DEI — Diversity, Equity and Inclusion — has been a priority at National Cathedral for many years. The school has an extensive staff devoted to the initiative, as well as programming that includes affinity groups such as diversity forums, an equity board, an intersectionality council and a student diversity leadership conference. A National Cathedral strategic plan approved by the board in 2018 — during Youngkin’s tenure — “includes the mandate to ‘Advance an Inclusive Educational Environment,’ ” which involved “integrating related action steps into the fabric of everything we are and do as a school community.”

Among the other things National Cathedral has done: made time in the school schedule for “critical conversations around topics of race, anti-racism, social justice, and inclusion”; added courses such as “Black Lives in Literature” and “Courageous Dialogues”; developed new hiring protocols “as a result of our anti-bias work” and required diversity training for all staff members; and included in the school’s summer reading list books such as Robin DiAngelo’s “White Fragility: Why It’s So Hard For White People To Talk About Racism….”

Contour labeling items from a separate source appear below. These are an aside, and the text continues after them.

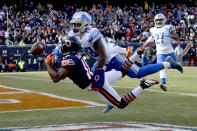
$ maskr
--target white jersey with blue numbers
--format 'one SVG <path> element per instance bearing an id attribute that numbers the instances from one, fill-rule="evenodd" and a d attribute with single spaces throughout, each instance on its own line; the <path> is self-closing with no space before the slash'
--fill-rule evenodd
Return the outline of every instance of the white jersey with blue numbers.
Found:
<path id="1" fill-rule="evenodd" d="M 75 35 L 73 31 L 69 31 L 68 36 Z M 106 61 L 105 64 L 108 64 L 110 60 L 117 54 L 111 49 L 110 44 L 104 40 L 103 35 L 100 33 L 100 31 L 97 28 L 88 28 L 85 33 L 80 36 L 80 42 L 81 47 L 85 50 L 86 53 L 88 53 L 92 58 L 97 59 L 98 54 L 93 48 L 93 44 L 98 42 L 99 40 L 102 41 L 102 43 L 105 46 L 105 52 L 106 52 Z"/>
<path id="2" fill-rule="evenodd" d="M 157 54 L 169 54 L 174 52 L 172 38 L 170 37 L 172 30 L 172 25 L 164 25 L 161 28 L 153 27 L 150 29 L 150 33 L 156 43 Z"/>

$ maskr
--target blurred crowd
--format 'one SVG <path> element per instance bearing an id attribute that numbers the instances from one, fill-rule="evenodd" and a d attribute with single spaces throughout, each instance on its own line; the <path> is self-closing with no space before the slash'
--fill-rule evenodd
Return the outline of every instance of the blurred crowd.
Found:
<path id="1" fill-rule="evenodd" d="M 174 25 L 181 41 L 197 42 L 197 7 L 186 4 L 148 3 L 146 7 L 138 4 L 119 7 L 105 1 L 84 7 L 64 5 L 59 11 L 50 3 L 26 1 L 0 8 L 0 45 L 11 42 L 24 46 L 41 40 L 57 44 L 70 29 L 69 21 L 75 11 L 90 13 L 94 27 L 104 36 L 124 44 L 146 40 L 149 29 L 154 26 L 154 16 L 161 12 L 167 24 Z"/>

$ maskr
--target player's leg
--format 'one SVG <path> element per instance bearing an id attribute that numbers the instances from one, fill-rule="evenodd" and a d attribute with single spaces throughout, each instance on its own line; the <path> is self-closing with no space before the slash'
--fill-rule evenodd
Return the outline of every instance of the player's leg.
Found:
<path id="1" fill-rule="evenodd" d="M 140 86 L 136 87 L 134 90 L 126 93 L 122 98 L 117 94 L 117 92 L 105 81 L 104 87 L 102 90 L 96 92 L 96 94 L 105 102 L 108 103 L 108 106 L 104 113 L 109 112 L 113 107 L 118 107 L 120 109 L 125 108 L 129 103 L 133 102 L 136 97 L 145 89 L 158 84 L 156 80 L 141 80 Z"/>

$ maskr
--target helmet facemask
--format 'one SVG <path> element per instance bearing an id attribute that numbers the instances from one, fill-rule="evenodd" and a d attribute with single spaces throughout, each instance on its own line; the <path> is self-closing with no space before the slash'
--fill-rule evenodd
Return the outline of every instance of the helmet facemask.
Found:
<path id="1" fill-rule="evenodd" d="M 76 12 L 70 21 L 73 32 L 78 36 L 83 34 L 86 29 L 90 27 L 90 23 L 91 16 L 84 12 Z"/>
<path id="2" fill-rule="evenodd" d="M 155 20 L 155 26 L 158 28 L 161 28 L 162 26 L 164 26 L 165 22 L 164 19 L 156 19 Z"/>
<path id="3" fill-rule="evenodd" d="M 161 28 L 162 26 L 165 25 L 166 23 L 166 18 L 163 14 L 159 13 L 155 16 L 155 19 L 154 19 L 154 22 L 155 22 L 155 26 L 157 28 Z"/>

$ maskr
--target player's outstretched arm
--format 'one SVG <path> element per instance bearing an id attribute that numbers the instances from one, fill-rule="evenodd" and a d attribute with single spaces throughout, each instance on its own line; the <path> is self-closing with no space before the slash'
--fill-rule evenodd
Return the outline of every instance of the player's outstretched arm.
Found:
<path id="1" fill-rule="evenodd" d="M 174 40 L 179 40 L 179 36 L 176 34 L 176 31 L 175 30 L 172 30 L 170 32 L 170 35 L 171 35 L 171 38 L 174 39 Z"/>
<path id="2" fill-rule="evenodd" d="M 45 60 L 45 63 L 46 63 L 49 76 L 51 77 L 53 82 L 58 82 L 62 79 L 65 79 L 69 71 L 64 67 L 61 67 L 58 70 L 56 70 L 52 64 L 52 59 L 54 57 L 55 57 L 55 54 L 49 54 Z"/>
<path id="3" fill-rule="evenodd" d="M 105 53 L 105 47 L 101 40 L 98 42 L 95 42 L 93 45 L 96 53 L 99 55 L 97 59 L 97 67 L 96 69 L 103 68 L 103 65 L 105 64 L 106 59 L 106 53 Z"/>

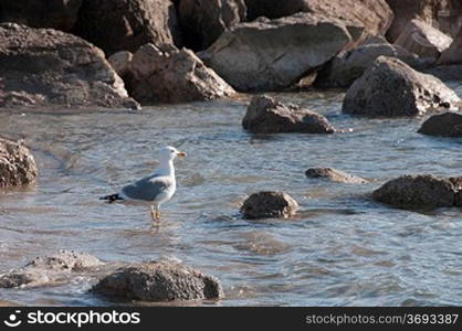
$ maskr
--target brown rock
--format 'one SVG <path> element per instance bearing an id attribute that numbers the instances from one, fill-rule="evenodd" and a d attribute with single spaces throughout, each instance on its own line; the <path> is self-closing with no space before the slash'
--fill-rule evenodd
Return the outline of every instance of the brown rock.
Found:
<path id="1" fill-rule="evenodd" d="M 253 134 L 335 132 L 334 126 L 324 116 L 295 105 L 283 105 L 269 96 L 252 98 L 242 126 Z"/>
<path id="2" fill-rule="evenodd" d="M 288 218 L 298 210 L 298 203 L 283 192 L 258 192 L 241 206 L 244 218 Z"/>
<path id="3" fill-rule="evenodd" d="M 146 43 L 181 45 L 177 13 L 170 0 L 83 0 L 73 33 L 107 55 L 136 52 Z"/>
<path id="4" fill-rule="evenodd" d="M 33 183 L 36 174 L 35 160 L 29 149 L 0 138 L 0 188 Z"/>
<path id="5" fill-rule="evenodd" d="M 347 184 L 365 184 L 368 182 L 364 178 L 334 168 L 309 168 L 305 174 L 307 178 L 325 178 L 333 182 Z"/>
<path id="6" fill-rule="evenodd" d="M 460 102 L 440 79 L 416 72 L 397 58 L 379 56 L 347 90 L 343 111 L 381 117 L 420 116 L 455 109 Z"/>
<path id="7" fill-rule="evenodd" d="M 103 278 L 92 290 L 109 298 L 143 301 L 216 300 L 224 297 L 217 278 L 167 261 L 124 267 Z"/>
<path id="8" fill-rule="evenodd" d="M 0 24 L 0 107 L 137 108 L 104 53 L 52 29 Z"/>
<path id="9" fill-rule="evenodd" d="M 146 44 L 130 63 L 130 95 L 141 104 L 209 100 L 234 93 L 189 50 Z"/>
<path id="10" fill-rule="evenodd" d="M 244 0 L 180 0 L 178 7 L 185 45 L 195 51 L 210 46 L 224 31 L 246 21 Z"/>
<path id="11" fill-rule="evenodd" d="M 444 113 L 433 115 L 420 127 L 419 134 L 442 137 L 462 137 L 462 115 Z"/>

St. Albans has undertaken similar anti-racism initiatives. Among the books promoted on the school’s website are “White Fragility,” “Critical Race Theory: An Introduction,” Henry Louis Gates Jr.’s “Stony the Road: Reconstruction, White Supremacy and the Rise of Jim Crow,” and Ibram X. Kendi’s “Stamped from the Beginning: The Definitive History of Racist Ideas in America.”
St. Albans also directed faculty to read Kendi’s “How to Be an Antiracist.” Fox News and other conservative outlets this past fall blasted a St. Albans’s “anti-bias” policy draft.

Youngkin’s own children were lucky to have attended schools that make its students grapple with uncomfortable and, yes, “divisive” issues. So why is he now using the powers of the state to intimidate teachers who would give Virginia’s public school students the same advantage?